The name "badlands" promotes a conceived image of a barren, desolate landscape. But there is nothing bad about Badlands National Park. In fact, it should be called "goodlands." For is it a landscape of full unique triangular buttes, orange and tan geological spires, expansive stretches of mixed grass prairie, and a herd of over 1,000 roaming bison.
Located in South Dakota, Badlands National Park is actually the birth place of modern day paleontology. The Badlands were formed roughly 69 million years ago through geological forces such as erosion and deposition. When the first scientists traveled to the Badlands in the 1800s, they came across fossils from rhinoceroses, turtles, fish, and deer-like mammals. Today, Badlands National Park is home to one of the best preserved fossil records from the late Eocene and Oligocene time period.

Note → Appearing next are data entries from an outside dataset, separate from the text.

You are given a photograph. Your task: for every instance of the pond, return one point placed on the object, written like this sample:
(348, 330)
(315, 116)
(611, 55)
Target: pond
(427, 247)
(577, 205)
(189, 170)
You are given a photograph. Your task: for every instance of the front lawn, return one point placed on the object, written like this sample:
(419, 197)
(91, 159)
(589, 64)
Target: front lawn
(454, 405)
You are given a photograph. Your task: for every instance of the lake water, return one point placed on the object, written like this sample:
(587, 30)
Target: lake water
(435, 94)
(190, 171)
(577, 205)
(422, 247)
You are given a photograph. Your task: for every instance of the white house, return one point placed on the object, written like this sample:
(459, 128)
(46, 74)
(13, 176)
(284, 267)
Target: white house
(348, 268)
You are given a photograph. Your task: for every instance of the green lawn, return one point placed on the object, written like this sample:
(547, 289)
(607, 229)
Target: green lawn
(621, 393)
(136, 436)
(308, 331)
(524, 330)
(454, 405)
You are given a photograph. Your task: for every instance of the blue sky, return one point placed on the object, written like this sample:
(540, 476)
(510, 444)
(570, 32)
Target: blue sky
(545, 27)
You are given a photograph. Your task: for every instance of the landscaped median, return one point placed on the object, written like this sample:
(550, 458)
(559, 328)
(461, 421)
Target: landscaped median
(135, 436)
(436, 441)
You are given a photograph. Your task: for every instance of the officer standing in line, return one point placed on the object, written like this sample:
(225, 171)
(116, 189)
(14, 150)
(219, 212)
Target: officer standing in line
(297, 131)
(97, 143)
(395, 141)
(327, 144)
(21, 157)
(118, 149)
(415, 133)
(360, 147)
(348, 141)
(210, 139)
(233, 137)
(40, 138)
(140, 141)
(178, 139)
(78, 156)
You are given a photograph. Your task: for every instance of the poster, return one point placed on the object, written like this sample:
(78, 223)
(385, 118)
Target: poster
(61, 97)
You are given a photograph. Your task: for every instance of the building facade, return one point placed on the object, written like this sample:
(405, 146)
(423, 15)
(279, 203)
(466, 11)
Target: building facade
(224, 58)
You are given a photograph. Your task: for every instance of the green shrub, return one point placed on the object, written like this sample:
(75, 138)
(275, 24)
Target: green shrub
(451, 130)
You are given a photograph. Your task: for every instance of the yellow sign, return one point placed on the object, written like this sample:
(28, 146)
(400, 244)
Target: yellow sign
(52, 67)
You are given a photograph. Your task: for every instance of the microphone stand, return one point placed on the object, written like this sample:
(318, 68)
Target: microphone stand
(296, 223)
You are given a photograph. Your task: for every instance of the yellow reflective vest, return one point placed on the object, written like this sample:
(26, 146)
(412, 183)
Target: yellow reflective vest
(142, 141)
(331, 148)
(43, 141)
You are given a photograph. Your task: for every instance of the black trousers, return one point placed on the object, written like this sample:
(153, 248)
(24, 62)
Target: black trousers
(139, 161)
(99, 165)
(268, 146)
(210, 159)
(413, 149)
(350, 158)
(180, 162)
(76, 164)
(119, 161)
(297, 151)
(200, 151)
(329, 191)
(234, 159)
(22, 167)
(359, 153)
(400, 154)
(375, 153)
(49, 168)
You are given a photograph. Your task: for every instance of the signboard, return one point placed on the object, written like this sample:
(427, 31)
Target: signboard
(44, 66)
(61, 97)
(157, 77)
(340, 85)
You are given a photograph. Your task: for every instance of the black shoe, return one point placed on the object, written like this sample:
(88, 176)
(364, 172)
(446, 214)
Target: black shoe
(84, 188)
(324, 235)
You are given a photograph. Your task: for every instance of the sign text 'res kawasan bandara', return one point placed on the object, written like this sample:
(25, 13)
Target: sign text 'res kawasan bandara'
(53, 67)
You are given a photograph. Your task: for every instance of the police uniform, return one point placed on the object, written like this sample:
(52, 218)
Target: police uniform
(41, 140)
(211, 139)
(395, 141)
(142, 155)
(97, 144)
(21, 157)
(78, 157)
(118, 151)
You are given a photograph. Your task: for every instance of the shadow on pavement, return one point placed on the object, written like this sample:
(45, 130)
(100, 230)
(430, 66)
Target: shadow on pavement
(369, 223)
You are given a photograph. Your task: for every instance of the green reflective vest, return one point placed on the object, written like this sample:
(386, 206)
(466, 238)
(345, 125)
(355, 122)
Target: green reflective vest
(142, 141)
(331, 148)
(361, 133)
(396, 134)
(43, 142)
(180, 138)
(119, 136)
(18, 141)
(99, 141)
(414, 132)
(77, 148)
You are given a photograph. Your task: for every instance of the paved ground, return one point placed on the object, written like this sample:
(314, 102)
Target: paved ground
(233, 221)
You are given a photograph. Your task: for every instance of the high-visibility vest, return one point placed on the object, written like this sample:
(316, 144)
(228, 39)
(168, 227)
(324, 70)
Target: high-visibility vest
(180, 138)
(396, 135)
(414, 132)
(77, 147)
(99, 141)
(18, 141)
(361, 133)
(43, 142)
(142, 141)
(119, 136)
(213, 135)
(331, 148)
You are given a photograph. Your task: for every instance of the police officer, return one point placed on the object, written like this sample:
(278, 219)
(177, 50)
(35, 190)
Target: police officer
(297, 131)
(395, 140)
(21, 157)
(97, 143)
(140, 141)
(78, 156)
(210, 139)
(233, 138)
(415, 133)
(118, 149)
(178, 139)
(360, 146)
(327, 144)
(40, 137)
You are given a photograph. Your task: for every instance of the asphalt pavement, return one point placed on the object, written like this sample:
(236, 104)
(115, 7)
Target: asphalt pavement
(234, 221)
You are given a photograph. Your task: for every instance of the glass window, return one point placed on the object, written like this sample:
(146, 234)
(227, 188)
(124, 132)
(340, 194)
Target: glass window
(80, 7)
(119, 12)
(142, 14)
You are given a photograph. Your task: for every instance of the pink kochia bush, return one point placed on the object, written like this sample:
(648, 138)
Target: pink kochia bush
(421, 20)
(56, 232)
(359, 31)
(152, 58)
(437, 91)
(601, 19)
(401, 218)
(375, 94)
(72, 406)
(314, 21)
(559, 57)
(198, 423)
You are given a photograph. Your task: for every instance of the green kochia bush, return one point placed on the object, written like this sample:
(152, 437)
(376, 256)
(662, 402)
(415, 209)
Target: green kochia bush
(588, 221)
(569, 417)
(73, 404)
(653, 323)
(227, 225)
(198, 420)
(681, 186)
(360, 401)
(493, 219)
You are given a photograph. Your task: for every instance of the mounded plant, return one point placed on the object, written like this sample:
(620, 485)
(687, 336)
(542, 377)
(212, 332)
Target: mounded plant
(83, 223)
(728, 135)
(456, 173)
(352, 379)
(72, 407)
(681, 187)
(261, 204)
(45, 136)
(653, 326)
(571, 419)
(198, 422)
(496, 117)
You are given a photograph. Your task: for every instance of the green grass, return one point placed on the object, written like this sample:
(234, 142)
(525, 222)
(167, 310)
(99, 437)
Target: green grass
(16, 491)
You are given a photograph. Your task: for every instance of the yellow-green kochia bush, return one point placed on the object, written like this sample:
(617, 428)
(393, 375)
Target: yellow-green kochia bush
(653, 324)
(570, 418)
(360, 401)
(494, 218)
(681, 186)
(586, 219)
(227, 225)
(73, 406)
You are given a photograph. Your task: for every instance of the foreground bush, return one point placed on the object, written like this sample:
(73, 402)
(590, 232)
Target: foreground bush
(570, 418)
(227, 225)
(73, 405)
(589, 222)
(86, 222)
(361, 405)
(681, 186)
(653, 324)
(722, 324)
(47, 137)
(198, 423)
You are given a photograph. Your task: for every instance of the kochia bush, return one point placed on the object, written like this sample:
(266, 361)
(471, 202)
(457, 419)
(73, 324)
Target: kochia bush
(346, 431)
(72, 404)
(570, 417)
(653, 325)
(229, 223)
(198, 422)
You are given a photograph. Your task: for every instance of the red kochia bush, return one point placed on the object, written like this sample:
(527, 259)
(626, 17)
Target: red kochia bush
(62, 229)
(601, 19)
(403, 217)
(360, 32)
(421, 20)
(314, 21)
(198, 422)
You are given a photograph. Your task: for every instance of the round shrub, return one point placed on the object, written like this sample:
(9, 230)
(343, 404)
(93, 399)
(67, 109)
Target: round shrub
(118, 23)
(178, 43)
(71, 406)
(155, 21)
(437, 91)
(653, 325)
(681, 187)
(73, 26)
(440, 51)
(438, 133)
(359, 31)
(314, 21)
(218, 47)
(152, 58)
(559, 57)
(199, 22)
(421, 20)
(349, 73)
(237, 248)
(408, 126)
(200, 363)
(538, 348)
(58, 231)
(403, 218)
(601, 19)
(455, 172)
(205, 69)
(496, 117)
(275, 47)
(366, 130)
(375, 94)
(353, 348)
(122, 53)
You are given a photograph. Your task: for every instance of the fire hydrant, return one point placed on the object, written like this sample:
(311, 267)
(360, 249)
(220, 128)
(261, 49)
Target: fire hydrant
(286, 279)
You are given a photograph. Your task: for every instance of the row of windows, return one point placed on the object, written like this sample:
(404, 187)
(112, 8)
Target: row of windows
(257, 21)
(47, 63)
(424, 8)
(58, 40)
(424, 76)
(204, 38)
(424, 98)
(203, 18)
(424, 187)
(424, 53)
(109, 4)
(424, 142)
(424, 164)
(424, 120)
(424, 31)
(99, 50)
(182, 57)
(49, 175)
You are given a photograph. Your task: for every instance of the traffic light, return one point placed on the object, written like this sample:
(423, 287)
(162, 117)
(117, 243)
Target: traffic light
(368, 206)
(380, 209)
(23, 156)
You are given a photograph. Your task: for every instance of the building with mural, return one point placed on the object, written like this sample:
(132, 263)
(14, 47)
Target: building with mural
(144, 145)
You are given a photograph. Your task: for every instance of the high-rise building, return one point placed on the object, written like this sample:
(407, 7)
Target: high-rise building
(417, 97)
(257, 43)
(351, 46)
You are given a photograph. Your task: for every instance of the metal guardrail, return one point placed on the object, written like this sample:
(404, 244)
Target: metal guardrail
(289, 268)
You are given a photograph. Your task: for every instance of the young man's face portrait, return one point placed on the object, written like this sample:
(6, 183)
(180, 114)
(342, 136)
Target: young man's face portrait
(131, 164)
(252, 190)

Besides containing one of the most extensive fossil deposits, Badlands is home to one of the largest federal bison herds in North America. In 1963, two truckloads carrying 25 bison each traveled from Theodore Roosevelt National Park to the Badlands. The early stocking of 50 bison contributes today to the herd of over 1,000 animals. These bison are part of the metapopulation of federal bison. A metapopulation is a group of individual populations that are separated spatially, but consist of the same species. For example, the bison at Sully's Hill National Game Preserve, Rocky Mountain Arsenal National Wildlife Refuge, Fort Niobrara National Wildlife Refuge, and Badlands are separated by geographic location, but all make up a large federal herd (a metapopulation) of plains bison.